Recently, and exactly 60 years later, a man from Fairfield, Connecticut named Dan O’Connor has reopened the Frisbie Pie Company’s doors in Bridgeport, CT and he has gotten his distribution off and rolling right away.
Dan says that they are using the original Frisbie recipe and all natural juice ingredients which really set his pies apart from all the other pies currently on the market. Dan has begun distribution to multiple small businesses around Connecticut and hopes to have his Pies available to consumers nationally so they can enjoy the incredible all natural and famous Frisbie taste that was once one of the great prides of Bridgeport, CT.
To really promote his company and to really give the Frisbie Pies company its pride and nostalgic feel and style back, Dan found and restored an original Frisbie Pies 1936 Chevrolet Delivery truck through Dragone Classic Motorcars, a very well-known antique, classic and vintage car business and auction house based in Bridgeport, CT. This truck is nothing short of cool. The attention to detail is outstanding and it really makes you want to have some Frisbie Pies.

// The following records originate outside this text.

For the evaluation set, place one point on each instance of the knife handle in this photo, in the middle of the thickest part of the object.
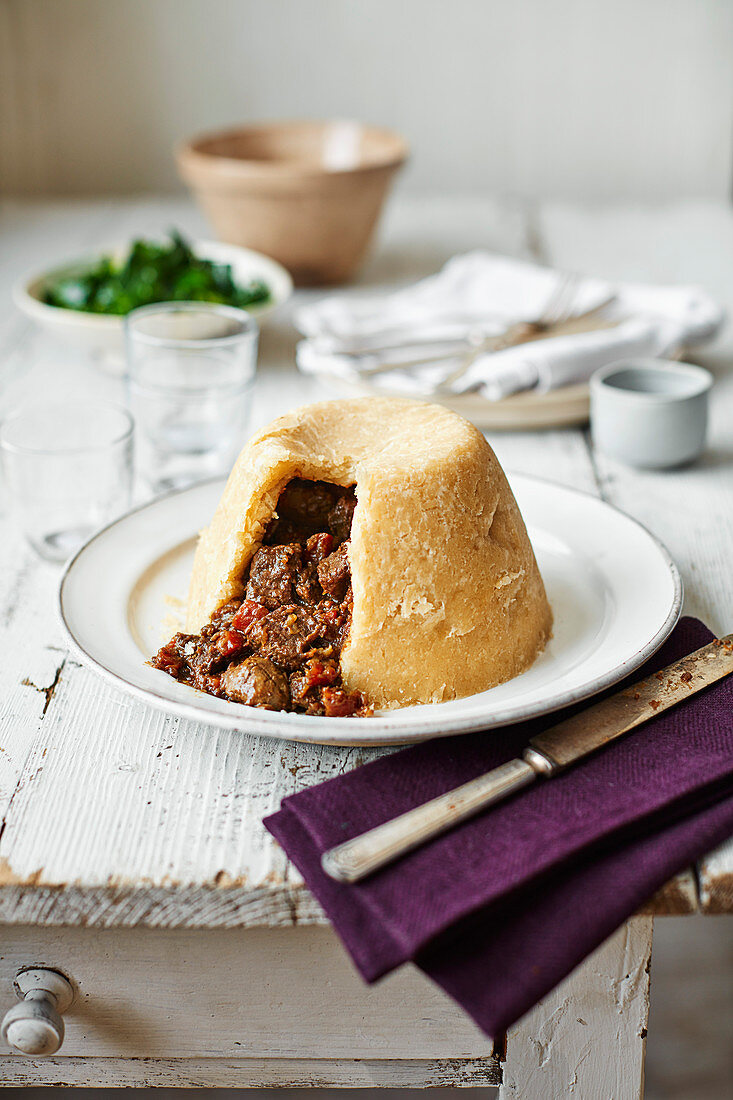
(357, 858)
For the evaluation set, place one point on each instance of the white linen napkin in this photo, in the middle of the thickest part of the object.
(481, 294)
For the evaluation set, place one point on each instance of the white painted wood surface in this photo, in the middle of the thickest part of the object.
(587, 1040)
(157, 821)
(230, 993)
(252, 1073)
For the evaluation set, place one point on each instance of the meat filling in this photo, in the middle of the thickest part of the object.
(280, 647)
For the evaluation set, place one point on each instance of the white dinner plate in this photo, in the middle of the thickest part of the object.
(614, 592)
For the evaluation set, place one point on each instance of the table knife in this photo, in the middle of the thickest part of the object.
(547, 755)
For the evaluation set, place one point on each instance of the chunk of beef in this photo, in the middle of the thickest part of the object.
(256, 682)
(286, 635)
(335, 572)
(174, 657)
(274, 574)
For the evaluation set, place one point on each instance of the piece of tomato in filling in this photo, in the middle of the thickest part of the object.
(302, 572)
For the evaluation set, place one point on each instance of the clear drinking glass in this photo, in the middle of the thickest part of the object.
(190, 373)
(68, 470)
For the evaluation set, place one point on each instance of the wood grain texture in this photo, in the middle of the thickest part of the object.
(251, 1073)
(262, 993)
(588, 1037)
(113, 814)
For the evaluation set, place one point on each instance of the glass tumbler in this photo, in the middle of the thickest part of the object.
(190, 374)
(68, 470)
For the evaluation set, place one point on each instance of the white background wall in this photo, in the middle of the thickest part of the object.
(560, 98)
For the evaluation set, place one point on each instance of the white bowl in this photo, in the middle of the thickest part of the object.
(101, 334)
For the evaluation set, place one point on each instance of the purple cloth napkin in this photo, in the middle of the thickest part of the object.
(504, 906)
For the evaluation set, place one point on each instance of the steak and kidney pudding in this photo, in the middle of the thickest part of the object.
(364, 554)
(280, 647)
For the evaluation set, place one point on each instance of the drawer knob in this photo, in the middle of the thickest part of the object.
(35, 1025)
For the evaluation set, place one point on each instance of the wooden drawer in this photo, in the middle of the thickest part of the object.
(274, 998)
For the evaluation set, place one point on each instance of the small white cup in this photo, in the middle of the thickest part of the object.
(649, 413)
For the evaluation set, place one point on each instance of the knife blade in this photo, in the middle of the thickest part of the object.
(547, 754)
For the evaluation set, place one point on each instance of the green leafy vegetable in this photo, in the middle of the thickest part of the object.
(153, 272)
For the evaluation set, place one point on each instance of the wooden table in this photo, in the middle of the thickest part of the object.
(132, 854)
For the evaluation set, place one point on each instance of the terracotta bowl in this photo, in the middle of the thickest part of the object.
(307, 194)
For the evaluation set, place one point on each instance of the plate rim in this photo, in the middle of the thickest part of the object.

The paint looks fantastic, most likely much better than what it would have had originally and the red and white paint scheme is on point and is very correct. To add to the coolness of this Pie wagon is its accessory Mullins trailer from the 1930’s painted to match the truck; that in itself gets this truck and Frisbie Pies some extra points not to mention some extra room for more pies! The trailer even still retains its original Mullins cast wheels and original hubcaps which are very difficult to find. The truck has a finished wood floor in the rear compartment and although the interior is very utilitarian, that is how this truck was built. Under the hood this truck still retains its original 181 cubic inch overhead valve straight six with a single downdrafts carburetor which looks completely rebuilt and its paired with its original 3 speed manual on the floor. Although the engine is nothing exotic, its original and these Chevy straight sixes actually have lots of power, plenty to haul pies around for sure. The truck looks absolutely outstanding and it’s ready to get back on its old route through the streets of Bridgeport once again.
The pictures of the truck were taken at an old abandoned factory only a few blocks away from the original site of the Frisbie Pies factory on Kossuth Street in Bridgeport, Connecticut. Dan has really got something here and best of luck to him and the revamped and famous Frisbie Pie Company, not only is the idea to bring this company back to what it once was a good idea, Dan’s 1936 Chevy Panel Truck is beautiful and here at Driven History we give the entire package two thumbs up!